Der Kampf gegen den „Reparier-Reflex“

Mein erster Impuls in solchen Momenten ist, schnell eine Lehre zu vermitteln oder Menschen auf biblische Texte über Gottes Güte und Treue hinzuweisen. Doch beachte den Hinweis auf die „rechte Zeit“ in der Anweisung der Sprüche: „Wie goldene Äpfel in silbernen Schalen, so ist ein Wort, gesprochen zur rechten Zeit“ (Spr 25,11). Deine Gemeinde braucht biblische Worte, aber sie braucht sie zur rechten Zeit. Wie sieht das aus?

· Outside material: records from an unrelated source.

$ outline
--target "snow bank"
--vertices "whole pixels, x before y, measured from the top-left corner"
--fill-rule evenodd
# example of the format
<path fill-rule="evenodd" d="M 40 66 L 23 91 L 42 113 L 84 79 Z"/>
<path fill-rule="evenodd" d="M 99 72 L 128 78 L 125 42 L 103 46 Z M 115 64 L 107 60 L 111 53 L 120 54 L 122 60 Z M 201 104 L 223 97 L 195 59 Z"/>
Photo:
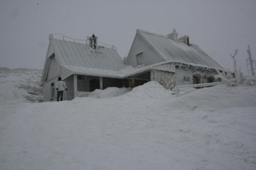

Anstatt schnell zu sagen: „Die Bibel sagt, dass man sich um nichts sorgen soll“, sieht es manchmal so aus, dass man langsamer wird, vielleicht den Tagesplan anpasst und Zeit mit der Person im Gebet verbringt (vgl. Phil 4,6b). Manchmal bedeutet es einfach, Zeit mit ihnen zu verbringen und zu warten, statt schnelle Lösungen anzubieten.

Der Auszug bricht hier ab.